Le dénouement

Acte V, scènes 3 et 4

Antony d'Alexandre Dumas

Scène III. Adèle, Antony.
 
ADÈLE. Oh oui ! cette mort avec toi, l’éternité dans tes bras… Oh ! ce serait le ciel, si ma mémoire pouvait mourir avec moi… Mais, comprends-tu, Antony ?… cette mémoire, elle restera vivante aux cœurs de tous ceux qui nous ont connus… on demandera compte à ma fille de ma vie et de ma mort… On lui dira : Ta mère… elle a cru qu’un nom taché se lavait avec du sang… enfant, ta mère s’est trompée, son nom est à jamais déshonoré, flétri ! et toi, toi… tu portes le nom de ta mère… On lui dira : elle a cru fuir la honte en mourant… et elle est morte dans les bras de l’homme à qui elle devait sa honte ; et, si elle veut nier, on lèvera la pierre de notre tombeau, et l’on dira : Regarde… les voilà !
 
ANTONY. Oh ! nous sommes donc maudits ! ni vivre ni mourir enfin !
 
ADÈLE. Oui… oui, je dois mourir seule… tu le vois, tu me perds ici sans espoir de me sauver… tu ne peux plus qu’une chose pour moi… va-t’en, au nom du ciel, va-t’en !
 
[…]
 
ADÈLE. On monte l’escalier… on sonne… C’est lui… fuis, fuis !
 
ANTONY, fermant la porte.

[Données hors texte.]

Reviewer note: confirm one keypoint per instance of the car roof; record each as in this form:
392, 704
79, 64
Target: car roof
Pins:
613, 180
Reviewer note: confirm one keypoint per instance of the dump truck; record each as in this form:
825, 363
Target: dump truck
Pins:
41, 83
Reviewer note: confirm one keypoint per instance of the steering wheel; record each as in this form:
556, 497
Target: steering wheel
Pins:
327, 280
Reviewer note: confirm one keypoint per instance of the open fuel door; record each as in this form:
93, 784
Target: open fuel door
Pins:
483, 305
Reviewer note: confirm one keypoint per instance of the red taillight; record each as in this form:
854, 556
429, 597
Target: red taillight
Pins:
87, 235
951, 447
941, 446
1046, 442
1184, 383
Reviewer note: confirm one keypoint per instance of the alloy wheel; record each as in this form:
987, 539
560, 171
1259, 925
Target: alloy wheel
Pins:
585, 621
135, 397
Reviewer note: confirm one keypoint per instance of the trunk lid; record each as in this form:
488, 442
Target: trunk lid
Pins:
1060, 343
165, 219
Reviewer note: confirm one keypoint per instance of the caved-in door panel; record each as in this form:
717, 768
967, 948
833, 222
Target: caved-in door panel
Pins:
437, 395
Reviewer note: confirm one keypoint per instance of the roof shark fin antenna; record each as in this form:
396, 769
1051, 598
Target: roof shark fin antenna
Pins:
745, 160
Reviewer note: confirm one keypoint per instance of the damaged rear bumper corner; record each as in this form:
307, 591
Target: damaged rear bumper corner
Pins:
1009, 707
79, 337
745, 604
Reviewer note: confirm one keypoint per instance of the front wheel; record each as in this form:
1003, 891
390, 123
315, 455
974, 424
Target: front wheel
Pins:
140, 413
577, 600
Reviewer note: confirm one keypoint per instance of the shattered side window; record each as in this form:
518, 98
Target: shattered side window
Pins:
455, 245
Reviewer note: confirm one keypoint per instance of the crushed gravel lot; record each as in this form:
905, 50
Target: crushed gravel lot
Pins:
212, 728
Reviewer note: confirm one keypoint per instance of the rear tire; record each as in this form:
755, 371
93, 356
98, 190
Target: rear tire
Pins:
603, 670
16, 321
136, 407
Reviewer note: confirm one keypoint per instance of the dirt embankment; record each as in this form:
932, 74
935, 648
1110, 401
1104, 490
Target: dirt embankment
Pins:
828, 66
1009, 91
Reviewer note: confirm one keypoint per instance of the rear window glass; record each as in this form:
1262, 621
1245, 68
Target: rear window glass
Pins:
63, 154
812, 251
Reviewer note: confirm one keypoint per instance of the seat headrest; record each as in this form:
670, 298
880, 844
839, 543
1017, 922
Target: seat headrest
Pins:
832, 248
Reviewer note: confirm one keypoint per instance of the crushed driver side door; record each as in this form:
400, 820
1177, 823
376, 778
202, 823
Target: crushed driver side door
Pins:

Eh ! je ne veux pas fuir, moi… Écoute… tu disais tout à l’heure que tu ne craignais pas la mort.
 
ADÈLE. Non, non… Oh ! tue-moi, par pitié !
 
ANTONY. Une mort qui sauverait ta réputation, celle de ta fille ?
 
ADÈLE. Je la demanderais à genoux.
 
Une voix, au dehors.
Ouvrez… Ouvrez… Enfoncez cette porte…
 
ANTONY. Et à ton dernier soupir tu ne haïrais pas ton assassin ?
 
ADÈLE. Je le bénirais… mais hâte-toi… cette porte…
 
ANTONY. Ne crains rien… la mort sera ici avant lui… Mais songes-y, la mort !
 
ADÈLE. Je la demande, je la veux, je l’implore. — (Se jetant dans ses bras.) Je viens la chercher.
 
ANTONY, lui donne un baiser.
Eh bien ! meurs !
(Il la poignarde.)
 
ADÈLE, tombant dans un fauteuil. Ah !…
(Au même moment la porte du fond s’enfonce ; le colonel d’Hervey se précipite sur le théâtre.)
 
Scène IV. Le Colonel d’Hervey, Antony, Adèle, plusieurs domestiques.
 
LE COLONEL. Infâme !… que vois-je ?… Adèle !… morte !…
 
ANTONY. Oui ! Morte ! Elle me résistait, je l’ai assassinée !…
(Il jette son poignard aux pieds du colonel.)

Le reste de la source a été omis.